The Stream, March 20: Connecting the Dots Between Water Stress and Food Prices

Hydropower and Water Security
Two of the world’s biggest energy companies have pledged to measure the economic, social and environmental effects of their big hydropower projects using new voluntary guidelines, according to the Guardian.

The building of dams and the increasing water consumption in upstream Afghanistan negatively affects water supply to Iran and could exacerbate the latent tensions between the two countries, according to a report from the Australian research group Future Directions International.

Ethiopia plans to upgrade the electricity generating capacity of its controversial “Millennium Dam on the Nile” hydropower plant, Africa’s biggest dam, from 5,250 megawatts to 6000 megawatts, according to The Africa Report. The mega project was launched last year amid a diplomatic row between Ethiopia and Egypt about their use of the Nile River waters.

Drought and Food Prices
Though a December-January drought chopped early corn yields in parts of Argentina — the world’s second biggest corn exporter — new rainfall has enlivened later-seeded fields, Reuters reported. Will Argentina’s harvest affect global food prices?

The Earth Institute at Columbia University explains the link between water stress and food prices.

The Guardian features a map of the drought in England and Wales, as well as an infographic of the food crisis in Africa’s drought-stricken Sahel region, where more than 13 million people are at risk of hunger.

Water Infrastructure
Climate Central maps how the rising seas will eat the coastal cities in the United States.

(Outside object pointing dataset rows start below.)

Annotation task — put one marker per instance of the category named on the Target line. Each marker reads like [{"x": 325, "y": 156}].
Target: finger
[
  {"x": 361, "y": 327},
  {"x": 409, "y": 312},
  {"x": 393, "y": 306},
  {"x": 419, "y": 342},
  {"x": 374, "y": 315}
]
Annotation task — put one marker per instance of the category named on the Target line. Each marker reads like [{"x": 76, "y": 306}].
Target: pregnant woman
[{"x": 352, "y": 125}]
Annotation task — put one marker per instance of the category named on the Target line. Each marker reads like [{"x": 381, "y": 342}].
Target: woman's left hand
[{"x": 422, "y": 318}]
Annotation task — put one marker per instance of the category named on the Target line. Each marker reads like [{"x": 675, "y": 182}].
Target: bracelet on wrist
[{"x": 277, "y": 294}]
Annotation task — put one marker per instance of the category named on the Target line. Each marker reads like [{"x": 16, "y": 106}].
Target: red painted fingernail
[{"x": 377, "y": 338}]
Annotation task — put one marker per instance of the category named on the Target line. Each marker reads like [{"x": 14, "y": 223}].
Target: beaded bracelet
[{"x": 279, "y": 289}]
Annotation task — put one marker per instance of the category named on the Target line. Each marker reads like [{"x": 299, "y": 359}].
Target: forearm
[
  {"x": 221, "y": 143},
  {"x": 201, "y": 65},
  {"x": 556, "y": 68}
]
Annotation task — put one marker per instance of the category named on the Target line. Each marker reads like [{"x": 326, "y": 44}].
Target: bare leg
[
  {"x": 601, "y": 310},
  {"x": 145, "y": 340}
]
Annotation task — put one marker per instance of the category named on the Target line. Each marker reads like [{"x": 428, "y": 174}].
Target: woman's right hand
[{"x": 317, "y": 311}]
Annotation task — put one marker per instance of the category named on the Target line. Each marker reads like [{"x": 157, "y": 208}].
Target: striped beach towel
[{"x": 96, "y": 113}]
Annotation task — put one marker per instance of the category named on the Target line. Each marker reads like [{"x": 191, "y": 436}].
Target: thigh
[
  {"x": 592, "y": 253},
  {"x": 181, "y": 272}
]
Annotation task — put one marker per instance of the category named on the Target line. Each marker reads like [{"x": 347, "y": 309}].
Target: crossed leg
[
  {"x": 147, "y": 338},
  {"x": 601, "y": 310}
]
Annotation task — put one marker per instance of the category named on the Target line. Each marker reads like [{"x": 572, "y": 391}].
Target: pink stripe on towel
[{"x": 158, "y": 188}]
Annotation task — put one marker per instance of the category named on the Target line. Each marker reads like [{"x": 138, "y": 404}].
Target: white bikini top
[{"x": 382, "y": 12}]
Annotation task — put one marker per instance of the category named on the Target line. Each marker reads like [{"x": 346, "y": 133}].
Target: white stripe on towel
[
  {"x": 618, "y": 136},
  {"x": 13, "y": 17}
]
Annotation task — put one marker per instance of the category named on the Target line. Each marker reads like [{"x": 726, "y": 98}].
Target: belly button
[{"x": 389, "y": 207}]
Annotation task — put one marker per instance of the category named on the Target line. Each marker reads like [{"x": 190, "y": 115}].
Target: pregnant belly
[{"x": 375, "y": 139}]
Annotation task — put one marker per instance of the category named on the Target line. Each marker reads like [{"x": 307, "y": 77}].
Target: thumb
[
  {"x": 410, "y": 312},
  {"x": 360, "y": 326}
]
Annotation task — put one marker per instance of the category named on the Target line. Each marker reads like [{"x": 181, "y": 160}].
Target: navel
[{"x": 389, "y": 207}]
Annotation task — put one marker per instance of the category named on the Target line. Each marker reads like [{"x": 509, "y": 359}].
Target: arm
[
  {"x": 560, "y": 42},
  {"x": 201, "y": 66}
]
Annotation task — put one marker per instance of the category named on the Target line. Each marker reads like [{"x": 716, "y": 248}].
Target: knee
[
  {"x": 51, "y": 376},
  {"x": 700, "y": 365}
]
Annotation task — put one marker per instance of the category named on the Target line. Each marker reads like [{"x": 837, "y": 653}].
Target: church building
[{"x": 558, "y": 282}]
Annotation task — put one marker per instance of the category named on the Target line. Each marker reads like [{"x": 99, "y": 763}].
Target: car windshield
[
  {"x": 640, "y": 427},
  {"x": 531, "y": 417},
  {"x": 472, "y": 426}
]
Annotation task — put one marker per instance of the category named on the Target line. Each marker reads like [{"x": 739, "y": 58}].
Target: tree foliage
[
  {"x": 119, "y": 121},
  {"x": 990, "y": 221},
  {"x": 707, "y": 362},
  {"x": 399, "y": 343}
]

Minsk, the capital of Belarus, will spend $8.5 million this year to upgrade its water infrastructure by expanding its supply network and reducing the amount of water lost through leaks, according to OOSKAnews. But some question the Belarusian government’s capacity to implement the project.

Meanwhile, Saudi Arabia plans to spend $80 billion on desalination projects over 20 years, Bloomberg News reported.

A Reuters photographer took these eerie images of an Australian town entirely covered with spiders that are fleeing the recent floods in the state of New South Wales.